LVwG-301202/7/KLi/PP
Linz, 15.09.2016
I M N A M E N D E R R E P U B L I K
Das Landesverwaltungsgericht Oberösterreich hat durch seine Richterin Dr. Lidauer über die Beschwerde vom 28. Juli 2016 der S. GmbH, X, B., vertreten durch den Geschäftsführer Ing.
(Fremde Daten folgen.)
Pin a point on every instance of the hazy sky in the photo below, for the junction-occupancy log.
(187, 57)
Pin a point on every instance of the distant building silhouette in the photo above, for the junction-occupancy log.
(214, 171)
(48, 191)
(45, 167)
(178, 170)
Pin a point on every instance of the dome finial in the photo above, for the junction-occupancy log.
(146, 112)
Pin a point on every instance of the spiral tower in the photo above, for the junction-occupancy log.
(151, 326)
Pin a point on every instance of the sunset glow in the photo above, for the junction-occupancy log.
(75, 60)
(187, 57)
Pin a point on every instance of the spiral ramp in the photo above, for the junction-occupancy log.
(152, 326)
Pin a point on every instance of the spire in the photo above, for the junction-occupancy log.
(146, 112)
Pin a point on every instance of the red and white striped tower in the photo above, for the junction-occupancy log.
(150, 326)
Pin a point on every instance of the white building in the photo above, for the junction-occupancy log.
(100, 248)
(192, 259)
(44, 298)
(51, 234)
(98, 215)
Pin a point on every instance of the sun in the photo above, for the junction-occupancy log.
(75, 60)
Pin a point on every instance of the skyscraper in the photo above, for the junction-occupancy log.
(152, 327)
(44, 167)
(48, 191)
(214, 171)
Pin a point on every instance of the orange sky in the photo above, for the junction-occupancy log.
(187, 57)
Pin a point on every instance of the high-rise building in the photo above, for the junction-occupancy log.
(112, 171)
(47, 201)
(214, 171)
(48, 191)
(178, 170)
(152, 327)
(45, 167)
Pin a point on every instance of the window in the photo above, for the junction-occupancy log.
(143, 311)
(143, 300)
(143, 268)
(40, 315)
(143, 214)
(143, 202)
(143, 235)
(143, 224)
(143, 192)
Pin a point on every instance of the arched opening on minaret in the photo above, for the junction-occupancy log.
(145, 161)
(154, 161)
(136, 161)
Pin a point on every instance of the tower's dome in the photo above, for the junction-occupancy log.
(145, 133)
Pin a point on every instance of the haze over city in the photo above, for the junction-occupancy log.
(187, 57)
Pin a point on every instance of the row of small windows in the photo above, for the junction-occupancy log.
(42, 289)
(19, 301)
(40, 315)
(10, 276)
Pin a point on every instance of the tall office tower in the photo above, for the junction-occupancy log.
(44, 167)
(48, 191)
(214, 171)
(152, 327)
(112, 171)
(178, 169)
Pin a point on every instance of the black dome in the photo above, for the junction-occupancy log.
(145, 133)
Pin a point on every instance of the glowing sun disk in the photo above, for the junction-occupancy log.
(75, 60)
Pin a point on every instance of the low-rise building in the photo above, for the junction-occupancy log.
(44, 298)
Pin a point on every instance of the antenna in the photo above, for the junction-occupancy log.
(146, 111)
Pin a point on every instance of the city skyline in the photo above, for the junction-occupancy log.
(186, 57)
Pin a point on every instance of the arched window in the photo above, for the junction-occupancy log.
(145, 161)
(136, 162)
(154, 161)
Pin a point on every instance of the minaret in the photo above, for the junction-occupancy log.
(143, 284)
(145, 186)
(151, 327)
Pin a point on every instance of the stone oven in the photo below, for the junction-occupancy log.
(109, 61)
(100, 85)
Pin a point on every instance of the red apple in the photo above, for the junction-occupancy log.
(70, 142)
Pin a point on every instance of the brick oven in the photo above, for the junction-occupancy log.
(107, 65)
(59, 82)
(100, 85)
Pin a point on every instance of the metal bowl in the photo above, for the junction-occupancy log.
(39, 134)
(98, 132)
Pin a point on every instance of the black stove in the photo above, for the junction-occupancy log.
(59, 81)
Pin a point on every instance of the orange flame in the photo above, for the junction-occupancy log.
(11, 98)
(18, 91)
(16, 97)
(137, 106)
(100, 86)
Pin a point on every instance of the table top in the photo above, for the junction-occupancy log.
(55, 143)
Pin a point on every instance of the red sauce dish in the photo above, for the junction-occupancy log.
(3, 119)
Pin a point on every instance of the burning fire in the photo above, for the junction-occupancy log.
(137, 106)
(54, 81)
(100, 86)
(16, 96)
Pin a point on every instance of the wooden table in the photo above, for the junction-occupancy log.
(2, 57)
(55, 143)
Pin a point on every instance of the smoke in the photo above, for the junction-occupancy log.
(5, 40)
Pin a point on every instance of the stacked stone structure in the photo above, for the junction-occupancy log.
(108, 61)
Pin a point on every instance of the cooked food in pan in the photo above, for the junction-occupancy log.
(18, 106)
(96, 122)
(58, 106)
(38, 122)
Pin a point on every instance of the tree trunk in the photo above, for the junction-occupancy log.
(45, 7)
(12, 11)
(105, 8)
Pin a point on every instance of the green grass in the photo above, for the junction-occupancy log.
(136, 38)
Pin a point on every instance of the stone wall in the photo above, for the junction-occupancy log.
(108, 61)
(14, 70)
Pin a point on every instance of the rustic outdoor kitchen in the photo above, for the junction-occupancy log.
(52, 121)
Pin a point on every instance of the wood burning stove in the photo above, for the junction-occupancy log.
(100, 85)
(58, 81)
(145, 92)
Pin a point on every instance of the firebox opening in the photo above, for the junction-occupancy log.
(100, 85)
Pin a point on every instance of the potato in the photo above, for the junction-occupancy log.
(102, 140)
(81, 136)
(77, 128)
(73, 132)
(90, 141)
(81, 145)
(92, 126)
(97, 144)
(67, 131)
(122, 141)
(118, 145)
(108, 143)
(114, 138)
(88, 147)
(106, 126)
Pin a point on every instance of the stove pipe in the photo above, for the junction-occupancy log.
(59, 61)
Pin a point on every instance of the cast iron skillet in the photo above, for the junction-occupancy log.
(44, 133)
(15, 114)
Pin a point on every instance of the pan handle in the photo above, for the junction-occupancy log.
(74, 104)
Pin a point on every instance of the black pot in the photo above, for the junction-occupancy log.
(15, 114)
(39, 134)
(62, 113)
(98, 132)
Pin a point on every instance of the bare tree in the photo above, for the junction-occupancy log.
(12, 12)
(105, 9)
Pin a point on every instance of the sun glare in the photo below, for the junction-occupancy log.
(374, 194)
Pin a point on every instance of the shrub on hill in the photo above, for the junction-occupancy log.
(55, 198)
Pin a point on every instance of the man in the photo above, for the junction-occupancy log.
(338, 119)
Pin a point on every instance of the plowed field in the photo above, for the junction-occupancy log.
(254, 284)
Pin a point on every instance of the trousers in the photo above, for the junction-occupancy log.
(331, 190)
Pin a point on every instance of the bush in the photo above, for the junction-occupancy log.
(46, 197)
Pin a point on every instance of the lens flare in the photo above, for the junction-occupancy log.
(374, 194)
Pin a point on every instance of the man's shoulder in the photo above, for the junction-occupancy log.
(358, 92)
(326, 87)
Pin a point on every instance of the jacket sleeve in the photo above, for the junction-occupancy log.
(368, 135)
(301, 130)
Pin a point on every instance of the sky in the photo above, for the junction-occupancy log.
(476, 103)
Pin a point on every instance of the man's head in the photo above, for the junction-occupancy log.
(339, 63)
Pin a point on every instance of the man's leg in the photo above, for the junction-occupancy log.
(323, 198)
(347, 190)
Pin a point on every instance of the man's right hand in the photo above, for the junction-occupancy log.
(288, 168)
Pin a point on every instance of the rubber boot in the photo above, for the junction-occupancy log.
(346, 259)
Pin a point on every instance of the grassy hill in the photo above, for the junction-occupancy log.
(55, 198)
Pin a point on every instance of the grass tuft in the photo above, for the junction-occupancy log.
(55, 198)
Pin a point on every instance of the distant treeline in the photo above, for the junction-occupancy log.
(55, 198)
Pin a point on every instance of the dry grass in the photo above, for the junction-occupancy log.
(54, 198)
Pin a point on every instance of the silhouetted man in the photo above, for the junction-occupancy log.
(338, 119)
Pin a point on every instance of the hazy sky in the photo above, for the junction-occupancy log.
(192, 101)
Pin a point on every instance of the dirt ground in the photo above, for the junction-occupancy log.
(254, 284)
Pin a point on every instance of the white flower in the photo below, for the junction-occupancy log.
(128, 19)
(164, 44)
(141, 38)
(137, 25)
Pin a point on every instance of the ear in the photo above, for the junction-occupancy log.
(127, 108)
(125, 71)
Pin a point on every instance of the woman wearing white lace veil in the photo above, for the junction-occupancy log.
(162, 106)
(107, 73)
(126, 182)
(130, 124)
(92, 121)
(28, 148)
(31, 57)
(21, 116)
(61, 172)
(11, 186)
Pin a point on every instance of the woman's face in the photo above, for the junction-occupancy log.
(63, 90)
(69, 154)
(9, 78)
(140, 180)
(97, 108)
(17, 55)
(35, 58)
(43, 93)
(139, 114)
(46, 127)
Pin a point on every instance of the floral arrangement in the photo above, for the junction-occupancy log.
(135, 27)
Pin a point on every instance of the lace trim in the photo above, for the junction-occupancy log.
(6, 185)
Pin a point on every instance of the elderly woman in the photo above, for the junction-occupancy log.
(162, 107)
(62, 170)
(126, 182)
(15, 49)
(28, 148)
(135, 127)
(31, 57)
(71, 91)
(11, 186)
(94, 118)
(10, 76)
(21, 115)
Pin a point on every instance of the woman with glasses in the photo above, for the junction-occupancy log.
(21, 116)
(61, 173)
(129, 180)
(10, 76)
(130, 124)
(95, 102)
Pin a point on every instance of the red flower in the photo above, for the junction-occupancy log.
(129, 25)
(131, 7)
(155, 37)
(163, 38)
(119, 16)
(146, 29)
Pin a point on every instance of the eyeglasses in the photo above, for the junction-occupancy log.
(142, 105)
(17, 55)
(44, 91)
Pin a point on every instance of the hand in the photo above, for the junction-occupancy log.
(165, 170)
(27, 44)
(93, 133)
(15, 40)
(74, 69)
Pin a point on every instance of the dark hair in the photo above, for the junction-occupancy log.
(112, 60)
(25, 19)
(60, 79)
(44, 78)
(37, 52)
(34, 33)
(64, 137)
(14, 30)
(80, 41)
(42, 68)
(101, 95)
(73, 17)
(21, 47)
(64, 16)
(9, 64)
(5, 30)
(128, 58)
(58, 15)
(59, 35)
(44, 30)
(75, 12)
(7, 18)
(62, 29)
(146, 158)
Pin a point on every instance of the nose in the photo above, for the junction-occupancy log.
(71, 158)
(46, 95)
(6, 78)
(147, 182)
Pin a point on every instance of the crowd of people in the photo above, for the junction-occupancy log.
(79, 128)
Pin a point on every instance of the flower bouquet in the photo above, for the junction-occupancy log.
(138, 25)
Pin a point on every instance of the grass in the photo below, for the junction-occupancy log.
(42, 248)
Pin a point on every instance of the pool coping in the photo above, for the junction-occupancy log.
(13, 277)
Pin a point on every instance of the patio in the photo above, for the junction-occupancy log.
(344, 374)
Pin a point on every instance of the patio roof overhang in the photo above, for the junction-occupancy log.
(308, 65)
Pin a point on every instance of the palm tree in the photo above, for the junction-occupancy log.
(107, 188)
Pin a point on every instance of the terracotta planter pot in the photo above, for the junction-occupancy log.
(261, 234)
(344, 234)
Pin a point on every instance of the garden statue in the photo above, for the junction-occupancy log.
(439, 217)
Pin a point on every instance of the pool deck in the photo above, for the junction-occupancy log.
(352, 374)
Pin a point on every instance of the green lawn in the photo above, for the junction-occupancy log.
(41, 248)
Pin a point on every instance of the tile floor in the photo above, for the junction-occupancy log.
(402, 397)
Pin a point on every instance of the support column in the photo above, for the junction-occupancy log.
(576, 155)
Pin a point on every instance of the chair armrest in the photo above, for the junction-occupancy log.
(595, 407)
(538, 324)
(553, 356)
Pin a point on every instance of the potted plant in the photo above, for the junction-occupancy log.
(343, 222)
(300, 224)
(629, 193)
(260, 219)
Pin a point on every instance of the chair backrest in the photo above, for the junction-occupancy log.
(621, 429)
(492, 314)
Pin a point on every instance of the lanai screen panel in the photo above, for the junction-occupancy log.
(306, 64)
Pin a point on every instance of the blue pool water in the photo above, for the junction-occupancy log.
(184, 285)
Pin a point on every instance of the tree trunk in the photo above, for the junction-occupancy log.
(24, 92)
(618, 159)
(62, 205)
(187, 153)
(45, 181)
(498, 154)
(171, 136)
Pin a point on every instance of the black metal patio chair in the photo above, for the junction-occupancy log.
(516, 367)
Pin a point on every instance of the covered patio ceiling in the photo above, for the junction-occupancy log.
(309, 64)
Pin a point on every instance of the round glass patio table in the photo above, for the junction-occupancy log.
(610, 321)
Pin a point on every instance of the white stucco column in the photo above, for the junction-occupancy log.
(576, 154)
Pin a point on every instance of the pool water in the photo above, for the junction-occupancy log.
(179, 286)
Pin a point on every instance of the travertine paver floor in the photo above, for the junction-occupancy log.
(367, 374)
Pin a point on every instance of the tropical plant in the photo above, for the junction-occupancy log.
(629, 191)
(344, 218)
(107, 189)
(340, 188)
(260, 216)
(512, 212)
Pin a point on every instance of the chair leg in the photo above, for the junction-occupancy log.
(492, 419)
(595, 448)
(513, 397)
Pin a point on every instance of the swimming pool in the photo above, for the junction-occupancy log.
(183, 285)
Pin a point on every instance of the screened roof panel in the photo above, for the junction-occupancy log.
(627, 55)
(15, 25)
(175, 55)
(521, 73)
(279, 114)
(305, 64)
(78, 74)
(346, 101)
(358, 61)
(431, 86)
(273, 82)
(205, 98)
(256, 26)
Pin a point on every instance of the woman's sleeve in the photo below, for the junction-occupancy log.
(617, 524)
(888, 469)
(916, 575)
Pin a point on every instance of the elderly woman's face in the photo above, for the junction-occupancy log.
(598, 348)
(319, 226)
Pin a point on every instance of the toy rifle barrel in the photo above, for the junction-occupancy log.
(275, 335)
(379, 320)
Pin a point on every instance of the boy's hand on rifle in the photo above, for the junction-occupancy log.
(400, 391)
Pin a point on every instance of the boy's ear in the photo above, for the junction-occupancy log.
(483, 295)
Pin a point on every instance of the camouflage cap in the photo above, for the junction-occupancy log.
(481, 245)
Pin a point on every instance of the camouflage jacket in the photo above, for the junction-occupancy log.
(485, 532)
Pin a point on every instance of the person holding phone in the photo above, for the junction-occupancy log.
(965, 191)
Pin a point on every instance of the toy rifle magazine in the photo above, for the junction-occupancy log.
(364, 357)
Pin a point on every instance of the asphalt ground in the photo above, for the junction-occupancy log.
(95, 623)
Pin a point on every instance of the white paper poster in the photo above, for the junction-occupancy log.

P.G., gegen den Bescheid des Bürgermeisters der Stadt Steyr vom 26. Juli 2016, GZ: Ge-1043/16, wegen Sicherheitsleistung nach dem Arbeitsvertragsrechts-Anpassungsgesetz (AVRAG) nach Durchführung einer öffentlichen mündlichen Verhandlung
zu Recht e r k a n n t :
I. Gemäß § 50 VwGVG wird der Beschwerde insofern Folge gegeben, als die zu erlegende Sicherheitsleistung mit 4.000 Euro neu bemessen wird; darüber hinaus wird die Beschwerde abgewiesen.
II. Gegen dieses Erkenntnis ist gemäß § 25a VwGG eine ordentliche Revision an den Verwaltungsgerichtshof nach Art. 133 Abs. 4 B-VG unzulässig.
E n t s c h e i d u n g s g r ü n d e
I.1. Mit Bescheid der belangten Behörde vom 26. Juli 2016, GZ: Ge-1043/16, wurde aufgrund des Antrages der Abgabenbehörde (Finanzpolizei Team 43 für das Finanzamt Kirchdorf Perg Steyr) vom 14. Juli 2016 auf die Erlegung einer Sicherheit gemäß § 7m Abs. 2 AVRAG iHv 4.000 Euro durch die S. GmbH, X, B. (wegen des begründeten Verdachts einer Verwaltungsübertretung nach § 7b Abs. 3 iVm § 7b Abs. 8 Z 1 1. Fall AVRAG, § 7b Abs. 5 1. Fall iVm § 7b Abs. 8 Z 3 AVRAG und § 7d Abs. 1 1. + 2. Satz iVm § 7i Abs. 4 Z 1 AVRAG wurde durch die Finanzpolizei Team 43 am 13. Juli 2016 ein Zahlungsstopp gemäß § 7m Abs. 1 AVRAG verfügt hinsichtlich der offenen Forderungen der Firma f. S. GBR, X, R., D., gegenüber der S. GmbH, X, B.) eingelangt bei der belangten Behörde am 14. Juli 2016, von dieser als zuständiger Bezirksverwaltungsbehörde dem oben näher bezeichneten Antrag der Finanzpolizei Team 43 für das Finanzamt Kirchdorf Perg Steyr vom 14. Juli 2016 auf die Erlegung einer Sicherheit (aus den noch zu leistenden Werklohn) stattgegeben. Die zu erlegende Sicherheit wurde mit 20.000 Euro festgesetzt.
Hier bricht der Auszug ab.